Report: CDC Testing Guidance Published On Website Despite Objections From Scientists

Centers for Disease Control and Prevention (CDC) headquarters in Atlanta
Centers for Disease Control and Prevention (CDC) headquarters in Atlanta

The New York Times reported that the August guidance issued by the Centers for Disease Control and Prevention (CDC) was not written by its experts and was posted on the CDC website despite their objections.

The CDC guidance said it wasn’t necessary to test people without coronavirus symptoms who had been in close contact with an infected person for more than 15 minutes.

The Times quoted a federal official as saying, “that was a doc that came from the top down,” referring to the Department of Health and Human Services and the White House Coronavirus Task Force. 

“That policy does not reflect what many people at the CDC feel should be the policy.” The document was “dropped” into the CDC’s public website, bypassing the agency’s scientific review process, and contained several “elementary errors,” the official said.

On Thursday, Trump administration’s testing coordinator, Adm.
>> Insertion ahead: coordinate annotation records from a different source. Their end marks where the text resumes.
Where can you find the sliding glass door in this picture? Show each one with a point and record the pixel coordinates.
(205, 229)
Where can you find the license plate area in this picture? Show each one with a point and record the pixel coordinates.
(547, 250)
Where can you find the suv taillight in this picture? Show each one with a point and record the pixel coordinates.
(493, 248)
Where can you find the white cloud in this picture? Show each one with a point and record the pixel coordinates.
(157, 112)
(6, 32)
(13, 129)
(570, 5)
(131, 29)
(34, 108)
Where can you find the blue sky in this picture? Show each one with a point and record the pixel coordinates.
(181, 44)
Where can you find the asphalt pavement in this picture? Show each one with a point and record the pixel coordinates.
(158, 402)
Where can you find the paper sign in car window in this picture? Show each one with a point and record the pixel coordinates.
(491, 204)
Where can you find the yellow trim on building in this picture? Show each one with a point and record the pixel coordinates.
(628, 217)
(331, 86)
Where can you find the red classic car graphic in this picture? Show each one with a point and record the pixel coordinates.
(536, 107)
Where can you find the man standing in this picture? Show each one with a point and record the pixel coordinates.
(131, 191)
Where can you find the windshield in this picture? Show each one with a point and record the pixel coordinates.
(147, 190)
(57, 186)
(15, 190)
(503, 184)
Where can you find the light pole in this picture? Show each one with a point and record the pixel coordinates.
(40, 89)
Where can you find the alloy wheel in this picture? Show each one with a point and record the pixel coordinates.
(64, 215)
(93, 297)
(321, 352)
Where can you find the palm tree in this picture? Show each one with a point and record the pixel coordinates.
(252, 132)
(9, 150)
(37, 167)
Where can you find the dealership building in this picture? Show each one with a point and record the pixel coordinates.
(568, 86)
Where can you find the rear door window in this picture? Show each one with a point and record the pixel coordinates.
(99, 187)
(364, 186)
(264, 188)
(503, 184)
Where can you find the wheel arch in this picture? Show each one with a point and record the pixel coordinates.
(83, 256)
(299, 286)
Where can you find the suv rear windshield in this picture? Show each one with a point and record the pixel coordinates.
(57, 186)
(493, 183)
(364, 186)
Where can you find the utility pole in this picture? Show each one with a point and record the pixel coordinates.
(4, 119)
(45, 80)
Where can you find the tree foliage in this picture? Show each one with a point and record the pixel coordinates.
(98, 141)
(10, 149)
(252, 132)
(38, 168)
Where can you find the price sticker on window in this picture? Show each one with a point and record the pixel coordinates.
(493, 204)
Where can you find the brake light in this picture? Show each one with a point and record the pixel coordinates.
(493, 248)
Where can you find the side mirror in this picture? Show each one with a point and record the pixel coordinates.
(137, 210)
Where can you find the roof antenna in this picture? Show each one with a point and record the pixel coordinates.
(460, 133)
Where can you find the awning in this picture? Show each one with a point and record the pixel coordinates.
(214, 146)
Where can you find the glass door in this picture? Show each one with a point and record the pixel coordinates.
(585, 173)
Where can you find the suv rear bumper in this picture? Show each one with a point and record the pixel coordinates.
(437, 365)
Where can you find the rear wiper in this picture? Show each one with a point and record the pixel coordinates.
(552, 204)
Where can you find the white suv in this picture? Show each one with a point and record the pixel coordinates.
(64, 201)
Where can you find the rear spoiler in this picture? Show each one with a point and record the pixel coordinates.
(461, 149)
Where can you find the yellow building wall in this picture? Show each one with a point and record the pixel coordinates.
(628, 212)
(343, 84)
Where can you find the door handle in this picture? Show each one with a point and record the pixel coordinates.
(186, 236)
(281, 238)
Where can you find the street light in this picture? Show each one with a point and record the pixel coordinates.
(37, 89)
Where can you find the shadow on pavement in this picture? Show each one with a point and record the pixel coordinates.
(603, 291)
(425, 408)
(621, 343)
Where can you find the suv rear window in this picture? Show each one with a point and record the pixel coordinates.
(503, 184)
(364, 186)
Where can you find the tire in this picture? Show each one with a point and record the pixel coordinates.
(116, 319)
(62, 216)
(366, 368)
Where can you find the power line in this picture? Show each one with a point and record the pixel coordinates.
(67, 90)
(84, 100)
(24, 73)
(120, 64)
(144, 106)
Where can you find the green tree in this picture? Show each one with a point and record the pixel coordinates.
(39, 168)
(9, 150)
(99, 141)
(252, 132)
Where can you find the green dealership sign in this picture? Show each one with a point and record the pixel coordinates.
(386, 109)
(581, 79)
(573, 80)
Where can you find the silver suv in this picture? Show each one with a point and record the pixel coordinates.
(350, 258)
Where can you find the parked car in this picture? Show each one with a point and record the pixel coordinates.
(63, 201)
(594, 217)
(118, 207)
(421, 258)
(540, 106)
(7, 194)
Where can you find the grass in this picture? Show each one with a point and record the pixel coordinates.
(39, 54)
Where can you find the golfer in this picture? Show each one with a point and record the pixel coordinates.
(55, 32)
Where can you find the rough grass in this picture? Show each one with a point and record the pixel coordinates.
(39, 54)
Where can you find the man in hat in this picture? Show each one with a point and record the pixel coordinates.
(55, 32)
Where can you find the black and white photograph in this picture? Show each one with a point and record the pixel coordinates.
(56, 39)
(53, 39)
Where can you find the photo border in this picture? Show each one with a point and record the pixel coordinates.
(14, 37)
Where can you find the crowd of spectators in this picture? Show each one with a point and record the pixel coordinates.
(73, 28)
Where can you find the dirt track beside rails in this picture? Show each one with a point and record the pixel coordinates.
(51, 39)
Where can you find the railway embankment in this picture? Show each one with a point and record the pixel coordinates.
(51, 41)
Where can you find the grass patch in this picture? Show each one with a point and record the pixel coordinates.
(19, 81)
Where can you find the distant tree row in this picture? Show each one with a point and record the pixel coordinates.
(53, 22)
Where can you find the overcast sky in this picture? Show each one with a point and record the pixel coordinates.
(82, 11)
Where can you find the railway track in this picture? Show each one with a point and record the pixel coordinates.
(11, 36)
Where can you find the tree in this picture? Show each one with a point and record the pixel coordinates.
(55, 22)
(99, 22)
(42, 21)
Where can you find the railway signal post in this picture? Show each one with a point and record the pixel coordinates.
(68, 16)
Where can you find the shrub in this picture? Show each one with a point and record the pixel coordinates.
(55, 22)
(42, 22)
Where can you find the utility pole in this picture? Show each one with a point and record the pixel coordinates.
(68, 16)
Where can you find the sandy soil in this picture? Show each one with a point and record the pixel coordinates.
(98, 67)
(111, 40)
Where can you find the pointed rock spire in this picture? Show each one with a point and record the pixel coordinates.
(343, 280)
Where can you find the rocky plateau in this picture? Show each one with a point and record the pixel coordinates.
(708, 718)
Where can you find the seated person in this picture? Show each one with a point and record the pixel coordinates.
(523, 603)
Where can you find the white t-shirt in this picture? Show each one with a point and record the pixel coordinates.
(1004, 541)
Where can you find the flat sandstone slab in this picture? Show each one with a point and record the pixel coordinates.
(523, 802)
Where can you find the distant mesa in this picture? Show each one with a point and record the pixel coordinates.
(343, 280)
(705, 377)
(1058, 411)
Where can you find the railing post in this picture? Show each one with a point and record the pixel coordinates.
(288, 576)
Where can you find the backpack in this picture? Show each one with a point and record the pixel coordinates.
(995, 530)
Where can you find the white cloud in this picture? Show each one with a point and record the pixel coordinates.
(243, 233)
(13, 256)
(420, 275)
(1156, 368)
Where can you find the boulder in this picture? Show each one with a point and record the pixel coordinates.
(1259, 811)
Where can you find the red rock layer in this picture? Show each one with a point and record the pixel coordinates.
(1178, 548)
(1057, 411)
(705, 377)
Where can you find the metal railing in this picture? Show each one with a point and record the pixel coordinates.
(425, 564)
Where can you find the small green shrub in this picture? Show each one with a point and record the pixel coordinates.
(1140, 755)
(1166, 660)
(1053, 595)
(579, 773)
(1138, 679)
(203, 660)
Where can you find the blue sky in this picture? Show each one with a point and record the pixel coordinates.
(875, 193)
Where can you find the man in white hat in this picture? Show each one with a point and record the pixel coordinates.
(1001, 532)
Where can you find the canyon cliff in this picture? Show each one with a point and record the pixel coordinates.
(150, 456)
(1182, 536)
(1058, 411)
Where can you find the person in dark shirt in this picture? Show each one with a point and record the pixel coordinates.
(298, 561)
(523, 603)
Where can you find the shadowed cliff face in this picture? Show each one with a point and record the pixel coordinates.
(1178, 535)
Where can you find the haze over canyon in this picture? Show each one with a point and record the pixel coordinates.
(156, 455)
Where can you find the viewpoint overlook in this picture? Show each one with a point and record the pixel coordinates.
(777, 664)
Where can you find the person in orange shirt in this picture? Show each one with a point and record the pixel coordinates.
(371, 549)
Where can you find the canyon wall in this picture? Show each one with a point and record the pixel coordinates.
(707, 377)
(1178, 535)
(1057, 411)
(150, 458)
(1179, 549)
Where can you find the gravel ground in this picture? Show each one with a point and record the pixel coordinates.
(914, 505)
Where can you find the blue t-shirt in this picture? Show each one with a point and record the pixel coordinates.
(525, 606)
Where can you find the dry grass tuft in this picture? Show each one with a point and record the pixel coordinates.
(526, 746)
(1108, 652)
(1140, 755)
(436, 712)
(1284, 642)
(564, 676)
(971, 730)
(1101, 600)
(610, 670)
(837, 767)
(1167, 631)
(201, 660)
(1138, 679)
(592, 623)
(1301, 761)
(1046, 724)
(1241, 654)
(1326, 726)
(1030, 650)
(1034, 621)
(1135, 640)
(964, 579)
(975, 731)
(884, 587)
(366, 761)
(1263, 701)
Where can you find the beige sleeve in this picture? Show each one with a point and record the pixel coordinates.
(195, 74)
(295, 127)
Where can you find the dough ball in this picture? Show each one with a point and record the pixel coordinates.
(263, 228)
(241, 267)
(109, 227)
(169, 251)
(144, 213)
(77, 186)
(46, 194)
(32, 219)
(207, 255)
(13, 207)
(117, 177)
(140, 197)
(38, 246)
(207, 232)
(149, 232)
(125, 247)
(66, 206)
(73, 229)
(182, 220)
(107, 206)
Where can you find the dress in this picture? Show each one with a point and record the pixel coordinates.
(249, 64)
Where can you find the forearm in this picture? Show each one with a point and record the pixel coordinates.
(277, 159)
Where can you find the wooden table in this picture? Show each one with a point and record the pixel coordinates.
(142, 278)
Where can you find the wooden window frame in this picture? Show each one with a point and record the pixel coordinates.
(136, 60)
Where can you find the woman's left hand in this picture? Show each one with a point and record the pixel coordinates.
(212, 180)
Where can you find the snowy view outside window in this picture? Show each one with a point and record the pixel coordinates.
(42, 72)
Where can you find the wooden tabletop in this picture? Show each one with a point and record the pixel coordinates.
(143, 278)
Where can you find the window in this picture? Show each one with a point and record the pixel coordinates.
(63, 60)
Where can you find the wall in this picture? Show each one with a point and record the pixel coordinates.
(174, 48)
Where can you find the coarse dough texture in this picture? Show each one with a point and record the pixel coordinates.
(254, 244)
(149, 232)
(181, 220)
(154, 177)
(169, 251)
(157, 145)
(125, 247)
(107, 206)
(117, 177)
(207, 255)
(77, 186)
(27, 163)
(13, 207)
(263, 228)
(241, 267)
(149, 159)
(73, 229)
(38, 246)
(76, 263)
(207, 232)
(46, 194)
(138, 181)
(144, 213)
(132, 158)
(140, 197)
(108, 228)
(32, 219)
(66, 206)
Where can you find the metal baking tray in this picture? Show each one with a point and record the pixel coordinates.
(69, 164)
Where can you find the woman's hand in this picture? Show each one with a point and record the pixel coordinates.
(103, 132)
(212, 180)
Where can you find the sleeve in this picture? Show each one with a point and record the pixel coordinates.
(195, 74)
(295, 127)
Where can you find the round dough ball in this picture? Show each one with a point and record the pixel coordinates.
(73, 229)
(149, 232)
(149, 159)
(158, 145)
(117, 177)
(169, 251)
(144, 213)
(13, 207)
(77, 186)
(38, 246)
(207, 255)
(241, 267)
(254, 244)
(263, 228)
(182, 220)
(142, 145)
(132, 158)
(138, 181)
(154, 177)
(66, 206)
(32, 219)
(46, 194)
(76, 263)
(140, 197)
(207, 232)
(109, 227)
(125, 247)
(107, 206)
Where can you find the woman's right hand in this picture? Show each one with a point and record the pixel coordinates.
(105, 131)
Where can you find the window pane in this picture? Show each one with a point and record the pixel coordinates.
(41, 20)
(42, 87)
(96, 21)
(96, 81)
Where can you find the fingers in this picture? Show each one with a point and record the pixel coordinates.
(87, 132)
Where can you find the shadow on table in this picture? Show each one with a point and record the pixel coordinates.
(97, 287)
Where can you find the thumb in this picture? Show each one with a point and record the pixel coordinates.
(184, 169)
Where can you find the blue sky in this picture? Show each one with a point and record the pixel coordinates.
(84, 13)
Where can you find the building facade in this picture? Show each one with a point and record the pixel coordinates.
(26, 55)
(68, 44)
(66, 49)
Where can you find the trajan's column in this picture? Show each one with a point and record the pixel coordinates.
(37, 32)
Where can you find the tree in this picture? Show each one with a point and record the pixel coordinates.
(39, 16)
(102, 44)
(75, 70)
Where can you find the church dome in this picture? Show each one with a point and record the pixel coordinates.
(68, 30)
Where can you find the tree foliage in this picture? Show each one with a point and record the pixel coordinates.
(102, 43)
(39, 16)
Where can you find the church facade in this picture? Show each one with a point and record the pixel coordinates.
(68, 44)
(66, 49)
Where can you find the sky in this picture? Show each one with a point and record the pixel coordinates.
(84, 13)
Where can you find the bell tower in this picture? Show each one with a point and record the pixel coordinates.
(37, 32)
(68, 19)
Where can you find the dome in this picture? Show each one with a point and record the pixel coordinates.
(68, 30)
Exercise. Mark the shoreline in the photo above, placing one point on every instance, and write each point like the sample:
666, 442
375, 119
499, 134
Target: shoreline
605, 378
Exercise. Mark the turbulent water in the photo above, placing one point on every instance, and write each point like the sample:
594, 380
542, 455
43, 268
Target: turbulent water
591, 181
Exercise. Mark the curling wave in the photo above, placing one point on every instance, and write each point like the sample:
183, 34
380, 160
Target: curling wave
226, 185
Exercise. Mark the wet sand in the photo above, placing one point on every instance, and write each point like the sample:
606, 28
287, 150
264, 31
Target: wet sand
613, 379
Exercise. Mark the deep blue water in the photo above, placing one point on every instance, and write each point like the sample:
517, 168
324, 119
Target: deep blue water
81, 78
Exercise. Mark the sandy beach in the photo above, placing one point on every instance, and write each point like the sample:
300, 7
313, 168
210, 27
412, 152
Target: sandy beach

Brett Giroir, told the Times that the original draft for the guidance was written by the CDC. However, over the course of about a month, it was read and commented on by multiple people, including CDC Director Robert Redfield and members of the White House Coronavirus Task Force. 

Giroir noted that he doesn’t know why the guidance didn’t go through the CDC’s typical scientific review, adding that this “certainly was not any direction from me whatsoever.”

The Times report said a new version of the testing guidance is expected to be published on the CDC’s website on Friday, but quickly stressed that this hasn’t undergone the agency’s typical internal review for scientific documents either.  He said Health and Human Services officials are now revising it.